"Il Signore prese l’uomo e lo pose nel giardino di Eden perché lo coltivasse e lo custodisse" (Gen 2, 15)
Dio ci ha affidato il mondo e noi dobbiamo custodirlo, siamo noi i responsabili del creato. Oggigiorno l’uomo tende a volersi impossessare di ogni bene senza alcun limite e senza badare ai bisogni e ai diritti del prossimo, ritenendosi quindi unico proprietario delle risorse, sfruttandole al massimo e senza cogliere il loro vero scopo: la condivisione. E allora la domanda nasce spontanea: la Bibbia insegna tutto questo? È accettabile per l’etica biblica abusare dei frutti della nostra casa e non considerare le necessità dei nostri fratelli, tanto da negare loro la vita? Usando le parole dell’enciclica di Papa Francesco “Laudato si'” (cap 2, 67), ogni comunità può prendere dalla bontà della terra ciò di cui ha bisogno per la propria sopravvivenza, ma ha anche il dovere di tutelarla e garantire la continuità della sua fertilità per le generazioni future.
Questa riflessione ci riporta a un tema trattato con l’ausilio del dottor Riccardo Petrella ovvero la differenza tra proprietà e responsabilità.
“Dio le aprì gli occhi ed essa vide un pozzo d'acqua. Allora andò a riempire l'otre e fece bere il fanciullo.” (Gen 21, 19)
Questo brano della genesi ci invita a una riflessione: la caratteristica fondamentale di Dio è la bontà. Dio è buono e giusto. Ascolta le esigenze e le richieste di tutti, indipendentemente dalla nascita, lingua, cultura o religione di ogni uomo. Garantisce il diritto all’acqua anche a chi è stato escluso come Ismaele perché, essendo l’acqua un dono di Dio, vale per tutti, senza alcuna distinzione. Dio può scegliere, ma non esclude mai nessuno. Così facendo, ci insegna a superare qualsiasi disparità derivante dalle differenze etniche, religiose o legate al ceto sociale.

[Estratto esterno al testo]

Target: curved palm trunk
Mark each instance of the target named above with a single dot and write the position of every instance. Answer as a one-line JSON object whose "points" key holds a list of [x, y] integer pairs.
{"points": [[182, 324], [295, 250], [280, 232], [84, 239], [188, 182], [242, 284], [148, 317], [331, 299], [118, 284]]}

Molteplici sono oggi i problemi legati al depauperamento e allo sfruttamento selvaggio e predatorio delle risorse idriche, che causano grandi ingiustizie tra uomini di uno stesso popolo o di diversi paesi. Spesso sono gli stati più potenti a utilizzare in modo improprio le materie prime che la natura ci fornisce, approfittando della debolezza di altri popoli (la maggior parte in Africa o in America Latina). La spoliazione sistematica delle risorse vitali prende il nome di "land and water grabbing". Con ciò ci riferiamo a casi in cui autorità, governi o corporation prendono il controllo di risorse idriche o di ecosistemi da cui dipende la sussistenza di una comunità locale o di un’intera nazione. Ogni giorno in tanti, troppi stati del mondo, anziani, donne e bambini sopravvivono a stento. I bambini senza il necessario nutrimento in cibo e acqua non possono crescere e svilupparsi correttamente e spesso nascono con malformazioni in condizioni igieniche critiche. Alla popolazione adulta, a causa di questo sfruttamento del terreno e delle risorse, non sono garantite le condizioni economiche e lavorative utili a condurre una vita che possa essere definita tale. Come possono rimanere impassibili gli uomini potenti e influenti, sfruttatori senza scrupoli, di fronte a tanta miseria? Come possono negare la vita per ragioni puramente economiche? Come possono guardare indifferenti queste disumane condizioni di vita dall’alto dei loro attici super lussuosi a New York City? Tutta l’umanità dovrebbe provare disprezzo e disgusto per questi individui che, dal profondo del cuore, fatichiamo a chiamare “uomini”. L’idea di essere giardinieri del mondo potrebbe aiutarci a superare questo tipo di ingiustizie. Infatti considerando l’acqua un dono di Dio, non possiamo improvvisarci padroni ma solamente tutori. Questo è un concetto che ritroviamo anche nella lingua latina e in quella ebraica per le quali il possesso viene espresso con il complemento di termine. Ed è così che “io ho l'acqua ” si traduce con “a me è l'acqua ”. La preposizione “a” è infatti carica di intenzionalità: indica il riconoscimento della nostra responsabilità verso tale risorsa e verso il prossimo. È proprio questa la sfida futura: raggiungere un modello di vita in cui ogni abitante del pianeta Terra possa utilizzare i beni legati alla vita, concessi da Dio e dal creato, senza nessuna barriera etnica, religiosa o culturale.